The brave of heart can spend the night at the bed-and-breakfast at Myrtles Plantation in St. Francisville, Louisiana (25 miles from Baton Rouge). It's said that a slave named Chloe haunts the grounds, as well as the former owners who were mysteriously murdered. If you aren't willing to sleep within these spooky walls, there are tours offered daily.
Count Arnaud Cazenave opened this grand New Orleans restaurant in 1918. Some say he still watches over the dining room at Arnaud's Restaurant. Guests and staff members have reported seeing a tuxedo-clad ghost. Dropped trays are often blamed on Count Arnaud being displeased with a server. It's worth a visit to Arnaud's for the amazing creole cuisine alone, and if you get a visit from the haunted proprietor you'll have an even better story to tell.

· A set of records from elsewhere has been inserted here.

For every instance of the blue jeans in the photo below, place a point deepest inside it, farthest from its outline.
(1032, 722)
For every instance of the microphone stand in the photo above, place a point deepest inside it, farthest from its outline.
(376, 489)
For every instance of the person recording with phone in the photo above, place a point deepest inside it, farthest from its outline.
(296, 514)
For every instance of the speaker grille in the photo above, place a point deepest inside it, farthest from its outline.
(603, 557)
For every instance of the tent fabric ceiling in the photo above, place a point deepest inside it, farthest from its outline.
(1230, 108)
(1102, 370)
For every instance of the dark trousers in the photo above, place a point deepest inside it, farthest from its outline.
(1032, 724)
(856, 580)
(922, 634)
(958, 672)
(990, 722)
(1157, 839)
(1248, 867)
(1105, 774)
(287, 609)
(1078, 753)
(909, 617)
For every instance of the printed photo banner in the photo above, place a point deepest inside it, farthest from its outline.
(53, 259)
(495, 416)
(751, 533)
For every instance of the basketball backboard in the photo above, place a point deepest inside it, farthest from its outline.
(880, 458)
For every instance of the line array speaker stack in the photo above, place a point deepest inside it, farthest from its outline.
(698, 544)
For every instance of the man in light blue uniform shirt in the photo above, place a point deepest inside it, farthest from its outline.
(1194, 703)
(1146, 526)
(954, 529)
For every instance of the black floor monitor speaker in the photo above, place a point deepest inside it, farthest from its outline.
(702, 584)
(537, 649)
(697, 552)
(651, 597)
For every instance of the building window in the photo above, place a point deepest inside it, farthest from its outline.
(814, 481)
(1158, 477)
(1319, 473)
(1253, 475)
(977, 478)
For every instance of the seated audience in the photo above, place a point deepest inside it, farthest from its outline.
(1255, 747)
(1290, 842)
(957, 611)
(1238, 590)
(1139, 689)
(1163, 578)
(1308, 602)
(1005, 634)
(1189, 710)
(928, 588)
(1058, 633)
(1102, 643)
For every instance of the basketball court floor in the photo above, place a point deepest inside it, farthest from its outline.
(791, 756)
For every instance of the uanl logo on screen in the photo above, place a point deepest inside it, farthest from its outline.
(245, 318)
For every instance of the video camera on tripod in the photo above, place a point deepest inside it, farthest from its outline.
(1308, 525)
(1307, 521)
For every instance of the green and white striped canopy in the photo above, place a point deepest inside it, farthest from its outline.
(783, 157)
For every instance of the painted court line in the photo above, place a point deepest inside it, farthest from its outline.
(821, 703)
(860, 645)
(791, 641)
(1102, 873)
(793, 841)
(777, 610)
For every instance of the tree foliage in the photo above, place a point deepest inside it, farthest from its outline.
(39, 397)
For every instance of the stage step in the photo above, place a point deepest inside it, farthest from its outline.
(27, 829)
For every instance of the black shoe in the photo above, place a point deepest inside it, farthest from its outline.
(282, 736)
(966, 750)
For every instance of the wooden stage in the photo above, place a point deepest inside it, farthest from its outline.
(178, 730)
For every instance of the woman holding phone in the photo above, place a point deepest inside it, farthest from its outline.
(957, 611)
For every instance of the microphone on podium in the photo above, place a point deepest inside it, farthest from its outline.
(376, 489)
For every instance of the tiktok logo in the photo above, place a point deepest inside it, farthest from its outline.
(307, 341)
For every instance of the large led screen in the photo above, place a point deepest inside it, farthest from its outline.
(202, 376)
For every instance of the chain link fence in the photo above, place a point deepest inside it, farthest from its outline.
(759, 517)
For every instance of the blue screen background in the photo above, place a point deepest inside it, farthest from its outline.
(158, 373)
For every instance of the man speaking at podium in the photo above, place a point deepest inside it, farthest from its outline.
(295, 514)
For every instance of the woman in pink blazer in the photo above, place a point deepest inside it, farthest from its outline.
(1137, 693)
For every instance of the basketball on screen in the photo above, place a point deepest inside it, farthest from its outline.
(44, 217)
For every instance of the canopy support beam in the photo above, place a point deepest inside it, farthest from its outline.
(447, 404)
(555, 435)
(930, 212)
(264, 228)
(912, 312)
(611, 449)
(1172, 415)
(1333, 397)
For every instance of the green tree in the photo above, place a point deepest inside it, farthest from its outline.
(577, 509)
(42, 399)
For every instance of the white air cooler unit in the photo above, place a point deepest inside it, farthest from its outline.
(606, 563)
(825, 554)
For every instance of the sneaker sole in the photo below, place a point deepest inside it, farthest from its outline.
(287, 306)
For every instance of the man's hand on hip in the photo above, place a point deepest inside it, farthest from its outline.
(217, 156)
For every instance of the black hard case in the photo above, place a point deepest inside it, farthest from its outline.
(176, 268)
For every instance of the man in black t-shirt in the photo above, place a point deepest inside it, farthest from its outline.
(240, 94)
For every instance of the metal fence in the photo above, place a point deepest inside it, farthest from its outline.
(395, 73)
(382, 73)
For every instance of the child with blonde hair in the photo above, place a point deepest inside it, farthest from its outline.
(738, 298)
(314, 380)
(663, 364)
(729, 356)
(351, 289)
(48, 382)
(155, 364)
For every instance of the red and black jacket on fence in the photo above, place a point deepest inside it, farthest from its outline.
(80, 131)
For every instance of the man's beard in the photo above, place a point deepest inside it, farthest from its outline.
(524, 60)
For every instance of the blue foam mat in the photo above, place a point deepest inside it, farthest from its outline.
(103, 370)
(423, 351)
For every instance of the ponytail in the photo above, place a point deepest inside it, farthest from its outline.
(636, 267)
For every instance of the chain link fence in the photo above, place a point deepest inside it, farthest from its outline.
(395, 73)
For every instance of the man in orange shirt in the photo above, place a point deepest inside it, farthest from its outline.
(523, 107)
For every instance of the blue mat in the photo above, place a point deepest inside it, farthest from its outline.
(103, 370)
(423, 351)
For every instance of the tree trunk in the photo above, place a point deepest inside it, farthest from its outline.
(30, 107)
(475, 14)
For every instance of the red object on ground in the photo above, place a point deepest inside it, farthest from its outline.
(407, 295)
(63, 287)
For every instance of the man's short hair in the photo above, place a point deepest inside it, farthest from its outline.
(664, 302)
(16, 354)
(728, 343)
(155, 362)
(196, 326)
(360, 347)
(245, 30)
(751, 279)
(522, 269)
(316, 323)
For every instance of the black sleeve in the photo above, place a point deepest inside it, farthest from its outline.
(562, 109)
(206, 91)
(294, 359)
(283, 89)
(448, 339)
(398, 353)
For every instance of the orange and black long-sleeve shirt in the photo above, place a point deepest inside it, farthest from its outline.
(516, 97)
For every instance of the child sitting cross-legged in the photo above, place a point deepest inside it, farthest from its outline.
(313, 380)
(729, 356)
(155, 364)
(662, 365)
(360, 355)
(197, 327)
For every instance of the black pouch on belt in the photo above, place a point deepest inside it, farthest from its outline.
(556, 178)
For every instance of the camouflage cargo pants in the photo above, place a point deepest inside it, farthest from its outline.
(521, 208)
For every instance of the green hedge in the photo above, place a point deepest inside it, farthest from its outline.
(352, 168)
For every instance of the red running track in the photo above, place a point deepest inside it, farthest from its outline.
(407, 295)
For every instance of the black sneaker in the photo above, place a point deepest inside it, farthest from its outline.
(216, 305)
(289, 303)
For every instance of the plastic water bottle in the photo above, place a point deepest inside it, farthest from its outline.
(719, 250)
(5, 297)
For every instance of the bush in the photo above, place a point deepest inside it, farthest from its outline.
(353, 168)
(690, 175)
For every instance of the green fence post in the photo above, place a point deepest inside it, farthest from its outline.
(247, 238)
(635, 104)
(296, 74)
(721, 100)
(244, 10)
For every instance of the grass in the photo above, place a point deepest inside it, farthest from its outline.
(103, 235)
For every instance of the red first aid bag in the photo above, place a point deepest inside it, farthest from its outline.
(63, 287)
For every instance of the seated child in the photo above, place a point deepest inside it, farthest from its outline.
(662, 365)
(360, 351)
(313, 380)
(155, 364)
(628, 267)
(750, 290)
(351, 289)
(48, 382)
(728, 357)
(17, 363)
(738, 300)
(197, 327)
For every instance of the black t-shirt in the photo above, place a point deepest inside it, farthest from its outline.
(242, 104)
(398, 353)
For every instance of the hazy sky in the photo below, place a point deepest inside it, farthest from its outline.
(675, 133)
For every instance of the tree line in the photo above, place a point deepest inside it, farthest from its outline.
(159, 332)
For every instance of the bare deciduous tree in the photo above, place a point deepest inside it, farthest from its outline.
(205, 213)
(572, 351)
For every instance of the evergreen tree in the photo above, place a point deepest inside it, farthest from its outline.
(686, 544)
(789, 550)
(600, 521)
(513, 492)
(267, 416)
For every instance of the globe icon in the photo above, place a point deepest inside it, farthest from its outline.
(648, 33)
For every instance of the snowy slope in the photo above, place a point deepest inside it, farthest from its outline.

Hit several spooky hot spots on a ghost tour of New Orleans. There are multiple tours to choose from, but many will take you to the St. Louis Cemetery No. 1, the final resting place of voodoo priestess Marie Laveau. You might also pass by the LaLaurie Mansion, former home of the cruel Madame LaLaurie. When firefighters responded to fire in the home, they discovered her torturous treatment of slaves. Some say it's the most haunted place in New Orleans, and they can still hear the screams of the tortured souls. Others say it's all legend.
Perhaps this location is more scenic than spooky, but the picturesque Oak Alley Plantation has experienced a few disturbances that have left staff and visitors wondering. On several instances there have been reports of the clip-clop of horses coming down the path when there are no horses around. Shadowy figures, objects moving from place to place, mysterious candle lights, and other mysterious events occasionally catch people's attention.
The original owner of Loyd Hall Plantation in Cheneyville, Louisiana, was hanged by Union soldiers when he was caught as a double spy in the Civil War. Several other tragic deaths on the property have led people to believe that the strange happenings on the plantation are the work of ghosts. If you stay at the bed-and-breakfast during a full moon, don't be surprised if you hear a spirit playing a violin. Or so the story goes …
Security officers claim that there are things that bump around in the night within the Old State Capitol in Baton Rouge. The sound of heavy footsteps and doors slamming, and triggers on motion sensors, have initiated sweeps of the building that always come up empty. A few even claim to have felt a presence bump into them. Many wonder if it's the spirit of an impassioned legislator who died of a heart attack during a dramatic speech or the souls of Civil War prisoners who were housed in the basement jail.
Thousands of theatergoers have enjoyed concerts, comedians, and sporting events at the Shreveport Municipal Auditorium without incident. But a few claim to have felt an invisible hand on their hair. And there have been photos taken of the empty auditorium where a young girl appears to be sitting in one of the seats. Mysterious opening and closing of doors also raises a few eyebrows.
Walking around in the dark can be alarming without the fear of ghosts lurking around the corner, but the Folsom Spirits Walking Ghost Tours near Covington, Louisiana, incite your curiosity with evening tours that include ghost stories told around a campfire. They encourage you to take pictures as you walk through groves of oak trees to try to capture orbs or faces of spirits in the woods.